In fall 2005 Claudena Skran, associate professor of government, will begin a research project on the role of non-governmental organizations with refugee resettlement in Africa. Skran was recently awarded a grant for $60,000 by the Fulbright Scholar Program that will enable her to carry out this international study. The project will take Skran to Sierra Leone – statistically the world’s poorest country – which must now deal with resettling refugees and displaced citizens after a brutal 10-year civil war.
Skran will be investigating how the current NGOs working within Africa – specifically in war-torn Sierra Leone – are addressing four major questions within refugee resettlement: organization, governance, goals and impact. Assisting the return of such large numbers of people in any post-war country is difficult, Skran commented, but with the case of Sierra Leone it will be particularly daunting and extremely vital for the NGOs to help with reintegration.
Already a struggling country – with a literacy rate of just 36 percent, a life expectancy of less than 35 years of age, and 250 out of 1,000 children dying before the age of five – the impact of war on Sierra Leone has been immense. Nearly three-quarters of a million people were forced to flee their homes during the civil war, and an estimated 50,000 citizens died. Though the war ended in 2001 with national elections the following year, the process of rebuilding the country, the homes and lives of its citizens will remain ongoing. Since the war’s end, an estimated 445,000 refugees and displaced citizens have returned to Sierra Leone.
The impact of NGOs on the returning citizens is a major issue that Skran will be closely examining; she’s particularly interested in how the NGOs have helped those with special needs – specifically child soldiers, female victims of sexual abuse, amputees and orphans. In addition to researching the organization and impact of the NGOs, Skran will also study how Sierra Leone’s NGOs interact with and work to create stronger links with local governments, local affiliates and national governments.
A member of the Lawrence faculty since 1990, Skran’s work has focused primarily on refugee interests and the history of the “refugee arena,” specifically in European governments. In the past she has conducted research on displaced people in Central America and has also studied the beginnings of private volunteer agencies – which led to current NGOs – and international agencies, such as the office of the United Nations High Commissioner for Refugees. While recently teaching at Lawrence’s London Centre, Skran was able to meet with natives of Ghana, Sierra Leone, Nigeria and other former British colonies in Africa.
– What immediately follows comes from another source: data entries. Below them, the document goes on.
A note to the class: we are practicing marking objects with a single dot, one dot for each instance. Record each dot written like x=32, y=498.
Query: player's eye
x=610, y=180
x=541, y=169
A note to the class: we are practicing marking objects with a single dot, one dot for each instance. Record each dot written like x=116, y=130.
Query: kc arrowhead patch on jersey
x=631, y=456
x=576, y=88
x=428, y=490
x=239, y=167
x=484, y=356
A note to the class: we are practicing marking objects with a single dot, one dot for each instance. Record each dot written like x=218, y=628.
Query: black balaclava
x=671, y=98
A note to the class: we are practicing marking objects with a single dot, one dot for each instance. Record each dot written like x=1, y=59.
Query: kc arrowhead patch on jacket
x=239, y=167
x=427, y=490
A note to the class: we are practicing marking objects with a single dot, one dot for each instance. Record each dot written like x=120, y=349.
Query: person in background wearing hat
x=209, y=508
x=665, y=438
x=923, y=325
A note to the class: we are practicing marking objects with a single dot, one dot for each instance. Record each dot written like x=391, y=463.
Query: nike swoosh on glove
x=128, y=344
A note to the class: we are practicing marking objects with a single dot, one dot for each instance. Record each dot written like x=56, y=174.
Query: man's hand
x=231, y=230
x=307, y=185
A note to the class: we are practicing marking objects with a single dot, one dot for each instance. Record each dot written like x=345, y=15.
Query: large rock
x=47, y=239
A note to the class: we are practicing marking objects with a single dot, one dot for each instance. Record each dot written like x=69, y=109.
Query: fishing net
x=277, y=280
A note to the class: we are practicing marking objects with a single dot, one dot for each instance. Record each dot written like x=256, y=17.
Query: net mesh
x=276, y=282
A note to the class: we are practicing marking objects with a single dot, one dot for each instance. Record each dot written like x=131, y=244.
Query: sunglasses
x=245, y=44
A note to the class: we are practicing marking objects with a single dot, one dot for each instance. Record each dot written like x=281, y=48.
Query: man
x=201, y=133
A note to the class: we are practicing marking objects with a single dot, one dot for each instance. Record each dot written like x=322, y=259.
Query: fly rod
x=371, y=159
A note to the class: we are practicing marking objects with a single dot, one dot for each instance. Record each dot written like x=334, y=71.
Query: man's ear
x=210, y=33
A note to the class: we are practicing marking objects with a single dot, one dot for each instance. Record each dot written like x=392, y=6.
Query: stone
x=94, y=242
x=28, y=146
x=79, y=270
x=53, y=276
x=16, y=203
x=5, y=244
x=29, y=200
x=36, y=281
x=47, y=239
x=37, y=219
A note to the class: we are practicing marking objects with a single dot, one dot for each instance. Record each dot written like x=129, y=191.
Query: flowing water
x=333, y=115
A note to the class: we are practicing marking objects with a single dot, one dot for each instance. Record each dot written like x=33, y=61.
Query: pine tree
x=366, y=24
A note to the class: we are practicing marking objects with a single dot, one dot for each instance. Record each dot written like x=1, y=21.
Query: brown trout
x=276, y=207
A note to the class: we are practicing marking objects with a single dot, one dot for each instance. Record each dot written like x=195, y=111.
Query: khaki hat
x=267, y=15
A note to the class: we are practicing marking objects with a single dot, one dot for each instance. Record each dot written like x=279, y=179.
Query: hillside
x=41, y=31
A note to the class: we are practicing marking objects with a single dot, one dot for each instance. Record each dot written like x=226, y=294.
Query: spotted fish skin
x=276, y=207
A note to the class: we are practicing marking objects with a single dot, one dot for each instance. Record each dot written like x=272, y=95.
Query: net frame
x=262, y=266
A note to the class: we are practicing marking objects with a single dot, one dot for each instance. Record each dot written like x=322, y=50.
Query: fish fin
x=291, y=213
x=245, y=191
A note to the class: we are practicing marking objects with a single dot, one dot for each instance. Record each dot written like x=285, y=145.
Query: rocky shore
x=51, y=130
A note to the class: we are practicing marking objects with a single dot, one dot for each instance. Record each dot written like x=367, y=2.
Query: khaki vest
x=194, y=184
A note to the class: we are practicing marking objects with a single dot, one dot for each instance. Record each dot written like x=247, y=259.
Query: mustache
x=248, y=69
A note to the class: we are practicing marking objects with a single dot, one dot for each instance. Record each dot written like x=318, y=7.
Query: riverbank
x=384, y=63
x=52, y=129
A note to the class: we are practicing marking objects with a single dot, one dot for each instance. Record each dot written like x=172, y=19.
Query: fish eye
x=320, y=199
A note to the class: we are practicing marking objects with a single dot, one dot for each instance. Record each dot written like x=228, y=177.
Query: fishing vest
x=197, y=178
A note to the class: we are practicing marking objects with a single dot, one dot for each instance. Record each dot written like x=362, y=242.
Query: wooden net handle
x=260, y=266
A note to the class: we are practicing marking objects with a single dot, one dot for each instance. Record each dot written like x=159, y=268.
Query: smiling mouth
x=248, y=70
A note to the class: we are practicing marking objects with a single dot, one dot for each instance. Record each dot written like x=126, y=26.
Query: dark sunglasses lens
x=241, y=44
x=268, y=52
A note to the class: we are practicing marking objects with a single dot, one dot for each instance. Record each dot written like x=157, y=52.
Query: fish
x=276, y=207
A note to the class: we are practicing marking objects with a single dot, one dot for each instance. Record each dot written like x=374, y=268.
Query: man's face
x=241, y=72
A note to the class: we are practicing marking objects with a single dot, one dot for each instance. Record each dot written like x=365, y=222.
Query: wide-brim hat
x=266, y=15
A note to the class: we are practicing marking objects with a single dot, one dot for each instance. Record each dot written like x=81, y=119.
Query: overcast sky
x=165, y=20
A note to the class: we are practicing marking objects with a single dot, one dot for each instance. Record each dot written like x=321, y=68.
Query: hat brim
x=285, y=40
With this new project and the backing of the Sierra Leone Opportunities Industrialization Centre, Skran will be able to change her focus slightly and study the impact of refugee organizations on a more local and national level. The NGO study is particularly important not only for the impact the research might have in government studies later on; but because, as Skran commented, the lack of funding prevents many similar organizations from conducting independent research themselves and thus might help benefit them in future projects.